Czech language studies abroad
02.08.2012 / 14:31
(This article expired 03.08.2013.)
Czech language education abroad takes place in a number of different forms. Teachers of Czech are being sent to compatriot communities abroad or partake in lectorates at foreign universities, and the “Czech School Without Borders” project runs worldwide.
1) Sending of Czech language teachers to Czech compatriot communities abroad
Every year, the Czech Republic sends a maximum of 15 teachers of Czech language and literature to compatriot communities abroad. In 2011/2012, seven teachers have worked in different compatriot communities around Europe, and five in South America. The Centre for International Services (Dům zahraničních služeb) provides more information on this.
2) Lectorates of Czech Language and Literature at foreign universities
Lectorates of Czech Language and Literature (hereafter referred to only as “lectorates”) serve as an important tool for strengthening the awareness of the Czech Republic’s cultural heritage among people around the world and are a significant source of information about our homeland and its linguistic and cultural wealth for university students abroad.

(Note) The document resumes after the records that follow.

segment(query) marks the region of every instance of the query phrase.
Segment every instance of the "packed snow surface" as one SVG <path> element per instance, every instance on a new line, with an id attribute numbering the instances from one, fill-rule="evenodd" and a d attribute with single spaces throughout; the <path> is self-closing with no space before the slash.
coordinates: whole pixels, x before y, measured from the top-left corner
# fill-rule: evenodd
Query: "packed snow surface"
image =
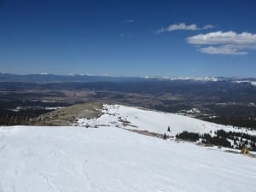
<path id="1" fill-rule="evenodd" d="M 254 192 L 256 160 L 118 128 L 0 127 L 1 192 Z"/>
<path id="2" fill-rule="evenodd" d="M 155 133 L 166 133 L 175 136 L 183 131 L 198 133 L 211 133 L 217 130 L 247 132 L 256 135 L 256 131 L 222 125 L 200 120 L 183 115 L 147 110 L 123 105 L 103 105 L 102 115 L 96 119 L 79 119 L 75 125 L 86 127 L 119 127 L 132 130 L 148 131 Z M 171 131 L 167 131 L 170 127 Z"/>

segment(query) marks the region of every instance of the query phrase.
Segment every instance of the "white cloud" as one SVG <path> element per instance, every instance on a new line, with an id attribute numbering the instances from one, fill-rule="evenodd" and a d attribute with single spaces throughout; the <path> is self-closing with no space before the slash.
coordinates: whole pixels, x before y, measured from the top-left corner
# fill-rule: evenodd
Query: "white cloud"
<path id="1" fill-rule="evenodd" d="M 123 20 L 123 23 L 134 23 L 135 20 Z"/>
<path id="2" fill-rule="evenodd" d="M 161 33 L 164 32 L 173 32 L 177 30 L 183 30 L 183 31 L 199 31 L 204 29 L 211 29 L 214 26 L 212 25 L 207 25 L 203 27 L 198 27 L 195 24 L 186 25 L 185 23 L 179 23 L 179 24 L 172 24 L 167 27 L 161 27 L 156 31 L 156 33 Z"/>
<path id="3" fill-rule="evenodd" d="M 247 52 L 240 51 L 239 49 L 232 46 L 219 46 L 219 47 L 203 47 L 198 49 L 201 53 L 211 54 L 211 55 L 246 55 Z"/>
<path id="4" fill-rule="evenodd" d="M 187 40 L 192 44 L 256 44 L 256 34 L 214 32 L 189 37 Z"/>
<path id="5" fill-rule="evenodd" d="M 246 55 L 256 48 L 256 34 L 249 32 L 214 32 L 187 38 L 191 44 L 207 46 L 198 50 L 206 54 Z"/>

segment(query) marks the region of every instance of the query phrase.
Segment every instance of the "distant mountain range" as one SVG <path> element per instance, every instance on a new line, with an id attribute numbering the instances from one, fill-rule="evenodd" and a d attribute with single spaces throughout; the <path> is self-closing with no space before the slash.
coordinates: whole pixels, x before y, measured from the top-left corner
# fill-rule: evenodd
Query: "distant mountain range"
<path id="1" fill-rule="evenodd" d="M 38 74 L 11 74 L 0 73 L 0 82 L 25 82 L 25 83 L 65 83 L 65 82 L 142 82 L 142 81 L 228 81 L 234 83 L 249 83 L 256 86 L 255 78 L 224 78 L 224 77 L 114 77 L 107 75 L 71 74 L 55 75 L 48 73 Z"/>

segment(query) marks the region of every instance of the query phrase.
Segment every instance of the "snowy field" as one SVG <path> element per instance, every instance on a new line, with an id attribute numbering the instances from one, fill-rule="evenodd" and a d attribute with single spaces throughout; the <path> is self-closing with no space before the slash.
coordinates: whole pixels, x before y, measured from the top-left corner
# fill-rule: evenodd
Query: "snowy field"
<path id="1" fill-rule="evenodd" d="M 236 128 L 230 125 L 223 125 L 210 123 L 183 115 L 146 110 L 123 105 L 104 104 L 102 115 L 97 119 L 79 119 L 74 125 L 89 127 L 119 127 L 132 130 L 148 131 L 155 133 L 166 133 L 175 136 L 183 131 L 198 133 L 210 133 L 217 130 L 226 131 L 247 132 L 256 135 L 256 131 L 244 128 Z M 167 131 L 170 126 L 171 131 Z"/>
<path id="2" fill-rule="evenodd" d="M 0 127 L 0 192 L 254 192 L 256 160 L 123 129 Z"/>

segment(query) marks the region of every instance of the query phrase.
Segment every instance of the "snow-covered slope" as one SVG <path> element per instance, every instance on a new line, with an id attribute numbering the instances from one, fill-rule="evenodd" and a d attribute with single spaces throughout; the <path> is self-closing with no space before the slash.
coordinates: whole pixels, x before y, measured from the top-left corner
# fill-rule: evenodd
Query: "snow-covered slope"
<path id="1" fill-rule="evenodd" d="M 0 127 L 1 192 L 253 192 L 255 172 L 253 158 L 114 127 Z"/>
<path id="2" fill-rule="evenodd" d="M 102 115 L 97 119 L 79 119 L 75 125 L 88 127 L 116 126 L 148 131 L 155 133 L 166 133 L 169 136 L 175 136 L 183 131 L 199 133 L 210 133 L 212 131 L 213 134 L 214 131 L 221 129 L 226 131 L 247 132 L 256 135 L 256 131 L 243 128 L 238 129 L 233 126 L 225 126 L 183 115 L 123 105 L 105 104 L 102 113 Z M 170 126 L 170 132 L 167 132 L 168 126 Z"/>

By upholding the teaching of Czech abroad, the lectorates fulfill two-side commitments in the field of educational cooperation between the Czech Republic and the partner country.
The lectorate commission of the Support of Czech Cultural Heritage Abroad Programme, consisting of representatives of the Ministry of Education, Youth and Sports, the Ministry of Foreign Affairs and the Centre for International Services, and of experts in the field of Bohemian studies, chooses new lecturers and decides about the extensions of the currently employed lecturers’ contracts in the following academic year. See the Centre for International Services website for more information.

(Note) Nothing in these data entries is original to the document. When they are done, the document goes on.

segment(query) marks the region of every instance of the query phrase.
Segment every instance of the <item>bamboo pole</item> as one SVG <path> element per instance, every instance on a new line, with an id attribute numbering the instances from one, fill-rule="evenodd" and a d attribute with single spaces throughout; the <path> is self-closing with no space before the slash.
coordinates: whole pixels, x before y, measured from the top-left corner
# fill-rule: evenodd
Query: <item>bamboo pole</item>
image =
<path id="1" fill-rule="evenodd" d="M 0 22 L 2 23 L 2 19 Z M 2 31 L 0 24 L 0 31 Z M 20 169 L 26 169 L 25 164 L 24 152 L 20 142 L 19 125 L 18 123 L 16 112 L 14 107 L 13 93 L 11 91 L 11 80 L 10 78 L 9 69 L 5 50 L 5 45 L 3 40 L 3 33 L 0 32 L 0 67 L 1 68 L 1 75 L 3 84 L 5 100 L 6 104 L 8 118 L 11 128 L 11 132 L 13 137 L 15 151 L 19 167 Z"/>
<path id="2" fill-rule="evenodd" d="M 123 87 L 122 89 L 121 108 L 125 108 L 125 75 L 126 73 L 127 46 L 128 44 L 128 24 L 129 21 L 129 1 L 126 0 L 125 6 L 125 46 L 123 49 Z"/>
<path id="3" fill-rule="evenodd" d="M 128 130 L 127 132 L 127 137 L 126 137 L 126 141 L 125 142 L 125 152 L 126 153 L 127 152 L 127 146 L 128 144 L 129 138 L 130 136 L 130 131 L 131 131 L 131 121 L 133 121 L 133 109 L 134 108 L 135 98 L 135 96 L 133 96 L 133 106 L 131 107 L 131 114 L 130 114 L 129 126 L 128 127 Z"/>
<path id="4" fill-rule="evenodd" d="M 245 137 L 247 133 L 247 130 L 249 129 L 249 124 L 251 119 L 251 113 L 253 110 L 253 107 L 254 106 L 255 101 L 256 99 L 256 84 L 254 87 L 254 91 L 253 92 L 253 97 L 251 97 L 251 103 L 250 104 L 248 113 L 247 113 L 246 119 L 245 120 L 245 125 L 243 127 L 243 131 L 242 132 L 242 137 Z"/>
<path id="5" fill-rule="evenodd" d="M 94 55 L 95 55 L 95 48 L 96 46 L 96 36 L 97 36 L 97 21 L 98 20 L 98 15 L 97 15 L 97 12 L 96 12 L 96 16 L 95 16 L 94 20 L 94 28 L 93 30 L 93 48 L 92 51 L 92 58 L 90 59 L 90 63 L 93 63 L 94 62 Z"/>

3) Czech School Without Borders
The Czech School Without Borders project uses the “total immersion” method, according to which the pupil is in an exclusively Czech-speaking environment during the whole conduct of educational activities. Since the children who attend the classes usually grow up in a bicultural environment, this is for them the most natural way to master the language. This approach, radically different from the traditional foreign language teaching methods, which primarily build on the translation of individual words, enables the child to broaden their vocabulary in real-life situations. This helps the child to grasp the structure of the language faster. The Czech School Without Borders website provides more information about the project and the places it operates in.